In the early 1990s, Earl 'Biggie' Turner became a household name because of the avant-garde outfits he created for dancehall deejay, Shabba Ranks. Today, ten years later, Turner still designs his signature dancehall pieces but focuses mainly on clothing for women. According to him, the main problem facing the fashion industry in Jamaica is the lack of proper equipment needed to make high quality products in large quantities. "We do not have the budget or the equipment to mass produce even though there is a demand for the clothes," he said.
THE DEMAND
Turner explained that he began a denim line a few years ago but was unable to meet the demand because of this. He said that there is little interest from investors in the Jamaican fashion industry, which now suffers from a lack of marketing and real financing.

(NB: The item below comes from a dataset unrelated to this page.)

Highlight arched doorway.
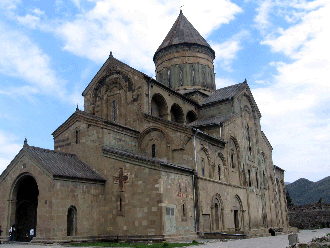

In the process of talks with investors, Turner said that he would not want to compromise his creativity to meet the requirements of an investor. "I am targeting the international market because I want to reach the big time but we (the investor and I) have to have the same vision," he said.
Carlton Brown, dubbed one of the brightest stars in local fashion, lamented the disinterest and lack of support in the local fashion industry. "Because fashion has always been a part of the Jamaican personality," he said, "there needs to be more focus on developing this less traditional industry."
Brown said that before the Saint Modelling Agency came into existence, local designers were rarely given the chance to present their collections at fashion shows.
"In the past I approached modelling agencies but they were not very receptive but Saint has opened doors for me," he said of the opportunities created for him by the agency owned by Dewight Peters.
Brown has not sought help from government organisations or any commercial lending institutions because of the problems designers say they are faced with when they go this route. His church financed his equipment and paid for his education. "I don't approach those agencies because it usually results in a lot of hassle and problems," he said. "My church, St. Andrew Scots Kirk, has played a huge role in helping my business."
A fashion designer for over 20 years, Les Campbell also lamented the state of the local fashion industry and the threat imported clothing poses to the industry. "Cheap imports kill small businesses in Jamaica," he said. "There is no way we can buy fabric and trimmings and sell our products below cost." He was also concerned about the unavailability of advice from government agencies on how to run small fashion houses. According to Campbell the Jamaica Business Development Centre (JBDC) had not responded to his requests for help to source financial assistance and to tap into local and international markets. "Many of us don't know where we are going," he said.
The JBDC was appointed by the then Ministry of Industry, Commerce, and Technology three years ago to restructure the garment industry from a production-driven operation to a more market-driven one. Through its various initiatives such as workshops providing information, advice, and training in the field to fashion designers as well as preparing local designers for participation in Caribbean and international trade shows and assisting them in the development of all areas of their businesses, the JBDC is working to modernise the local apparel industry.
LOCAL FAIRS AND MARKETS
Some local designers have benefited from the centre's services, improving the quality of their products and successfully attracting foreign buyers after participating in trade shows overseas. Others say that there are hardly any advantages to participating in the local fairs and markets put on by the organisation. "The audience is very limited and very seldom do designers' revenues increase after participating in fashion week here," said a Kingston-based designer.
However, a representative from the JBDC said that many local designers are not receptive to the many marketing opportunities given to them. According to her, most of the participants in the fairs have been satisfied with the response they receive and in turn the centre receives positive feedback for their overall contribution to the industry. The representative said the JBDC was aware of the challenges facing designers and was doing a lot to help and planned to do more to effectively minimise those difficulties. The intention, she said, was to ensure that Jamaican fashion designers become more efficient in their operations.